Using the python scrapy module to pull info off of lifecall.org.
Problem statement: mom was about to hand write hundreds of addresses from this website, so I offered to build a webscrawler instead.
What I found helpful:
- Dan Koch's scrapy intro presentation at the Charlotte Python Meetup
- Scrapy tutorial
- newcoder.io web scraping tutorial
===============
Install the scrapy module
#!/usr/bin/env bash
sudo pip install scrapy
Create the project, which builds out most of the necessary files.
#!/usr/bin/env bash
scrapy startproject lifecall
Edit lifecall/lifecall/items.py to add the fields you want to scrape. In my case, it was three things: the source url, the state name and the fulltext, which is all of the addresses and phone numbers.
from scrapy.item import Item, Field
class LifecallItem(Item):
url = Field()
state = Field()
fulltext = Field()
In lifecall/lifecall/spiders/ add a .py file, name it whatevs. I called mine lifecall_spider.py. Here are the file contents:
from scrapy.contrib.spiders import CrawlSpider, Rule
from scrapy.contrib.linkextractors.sgml import SgmlLinkExtractor
from scrapy.selector import Selector, HtmlXPathSelector
from ..items import LifecallItem
import re
class LifecallSpider(CrawlSpider):
name = 'lifecall'
allowed_domains = ['lifecall.org']
start_urls = ['http://www.lifecall.org/cpc.html']

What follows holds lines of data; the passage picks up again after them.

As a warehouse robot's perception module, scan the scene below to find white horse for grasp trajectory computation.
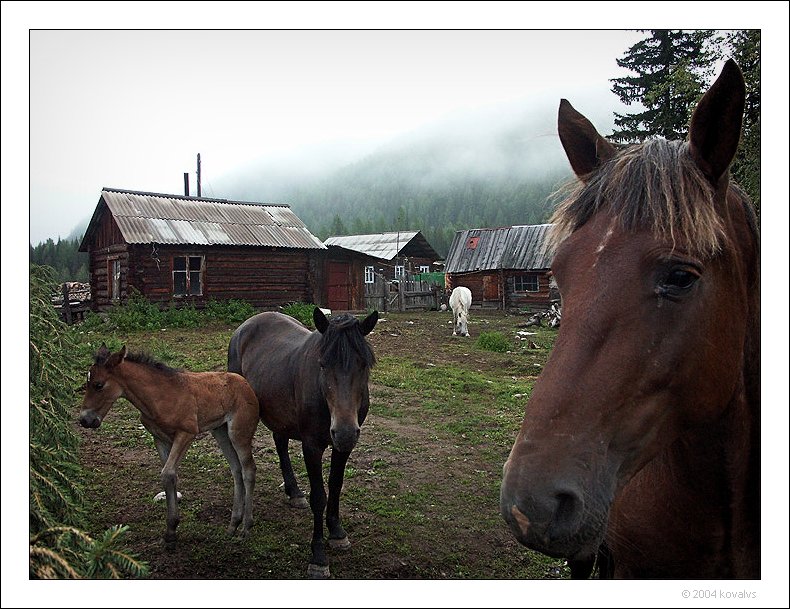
[450,286,472,336]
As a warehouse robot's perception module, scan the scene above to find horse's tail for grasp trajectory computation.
[228,329,241,374]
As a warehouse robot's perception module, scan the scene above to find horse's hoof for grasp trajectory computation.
[307,563,329,579]
[288,496,309,510]
[329,535,351,552]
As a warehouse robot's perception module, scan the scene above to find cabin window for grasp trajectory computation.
[173,256,203,296]
[107,258,121,300]
[513,275,538,292]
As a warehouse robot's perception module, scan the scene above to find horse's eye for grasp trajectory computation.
[665,269,699,290]
[657,265,700,297]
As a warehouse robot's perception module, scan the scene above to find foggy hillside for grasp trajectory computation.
[51,95,612,256]
[211,93,605,256]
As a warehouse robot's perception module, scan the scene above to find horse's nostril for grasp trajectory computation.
[552,493,583,533]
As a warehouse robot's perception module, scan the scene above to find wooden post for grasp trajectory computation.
[63,283,72,325]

rules = [Rule(SgmlLinkExtractor(allow=('/cpc/\w+\.html')), callback='parse_lifecall',follow=True)]
def parse_lifecall(self, response):
sel = Selector(response)
page = LifecallItem()
page['url'] = response.url
page['state'] = sel.select('//h3[@class="state-name"]/text()').extract()
page['fulltext'] = sel.select('//div[@id="inside-content"]/div//p/text()').extract()
page['links'] = sel.select('//div[@id="inside-content"]/div//a/text()').extract()
return page
A few noteworthy comments from lifecall_spider.py:
- The allowed_domains option prevents the crawler from leaving this domain as it follows links
- The rule is set to only scrape pages that have /cpc/.html, such as http://www.lifecall.org/cpc/north_carolina.html. The w+ is why the regex module was imported, which captures any word.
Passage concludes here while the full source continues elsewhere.